第8章 秘匿死刑
「頑張ったんだよ。死刑は死刑でも執行猶予がついた」
私の時もそうだったけど。
五条先生はただの高校教師の割に、かなりの権力を持っているように思う。
学長ならまだしも、ただの1年生の担任の先生なのに。
強いから? 呪術師の世界は強さで権力図が決まってたりするのかな。
「執行猶予……今すぐじゃねえってことか」
「そ。ちなみにここにいる皆実も執行猶予つきの秘匿死刑者」
五条先生が両手をくるりと回して私のことを指差す。
そんな愉快なジェスチャーで伝える話じゃないと思うけど。
「あ。あんた、さっきのかわいい子。……皆実、だったっけ」
「綾瀬皆実です。……えっと、よろしく?」
「俺、虎杖悠仁。よろしくなー」
ペコリと頭を下げる私と、ニカッと笑った虎杖くん。
私たちの様子を見て、五条先生がクスクスと笑った。
「死刑囚同士で自己紹介とか滅多にないよね」
五条先生は呟いて、ズボンのポケットを探り始める。
「とりあえず、一から説明するね」
そうして五条先生はポケットからグロテスクな指を取り出した。
(よくそんなの持ち歩けるなぁ。

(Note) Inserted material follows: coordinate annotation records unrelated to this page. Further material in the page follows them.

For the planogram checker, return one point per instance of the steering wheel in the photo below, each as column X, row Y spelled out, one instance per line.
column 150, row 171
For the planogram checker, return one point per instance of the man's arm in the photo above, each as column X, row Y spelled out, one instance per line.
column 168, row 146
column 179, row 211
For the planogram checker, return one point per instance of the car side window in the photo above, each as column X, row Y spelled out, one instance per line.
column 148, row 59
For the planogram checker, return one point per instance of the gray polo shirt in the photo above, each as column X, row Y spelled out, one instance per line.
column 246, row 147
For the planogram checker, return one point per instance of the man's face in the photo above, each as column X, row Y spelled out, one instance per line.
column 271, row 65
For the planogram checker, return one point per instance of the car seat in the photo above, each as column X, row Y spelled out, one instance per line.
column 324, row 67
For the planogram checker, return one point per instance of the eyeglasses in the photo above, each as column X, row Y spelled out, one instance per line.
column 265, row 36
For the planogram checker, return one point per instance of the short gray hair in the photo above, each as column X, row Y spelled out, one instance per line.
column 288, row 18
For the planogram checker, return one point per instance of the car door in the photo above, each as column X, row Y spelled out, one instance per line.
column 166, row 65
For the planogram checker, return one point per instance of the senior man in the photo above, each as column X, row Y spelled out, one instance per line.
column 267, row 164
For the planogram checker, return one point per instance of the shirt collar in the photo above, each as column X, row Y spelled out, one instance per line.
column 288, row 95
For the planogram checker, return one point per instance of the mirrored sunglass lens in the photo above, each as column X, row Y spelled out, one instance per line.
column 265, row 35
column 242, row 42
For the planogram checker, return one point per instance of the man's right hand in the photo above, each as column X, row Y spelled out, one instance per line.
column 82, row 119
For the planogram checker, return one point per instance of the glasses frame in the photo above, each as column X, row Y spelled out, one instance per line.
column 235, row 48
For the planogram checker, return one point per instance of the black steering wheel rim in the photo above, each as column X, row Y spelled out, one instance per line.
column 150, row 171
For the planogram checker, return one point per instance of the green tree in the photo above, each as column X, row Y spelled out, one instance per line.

……まあそれを食べた人がそこにいるんだけど)
見てるだけでもおぞましいというか、凶々しいというか。
「全部で20本。ウチではその内の6本を保有してる」
(そのグロいのが20本……)
「20本……? ああ手足で」
「いや宿儺は腕が4本あるんだ」
「腕が4本!?」
反応した私に五条先生が頷いた。
「そう、4本。呪いっぽいでしょ?」
「呪いっぽいっていうか……」
「そんな得体の知れないヤツに口説かれてたんだよ、皆実は」
また空気がピリッと凍りついた。
数分前と同じ重たい空気感。
(これはたぶん……尾を引くよね)
でも今その話を掘り返すわけにもいかない。
私はキュッと口を閉じた。
そんな私の反応を五条先生は一瞥すると、持っていた指をポイっと投げて……爆発させた。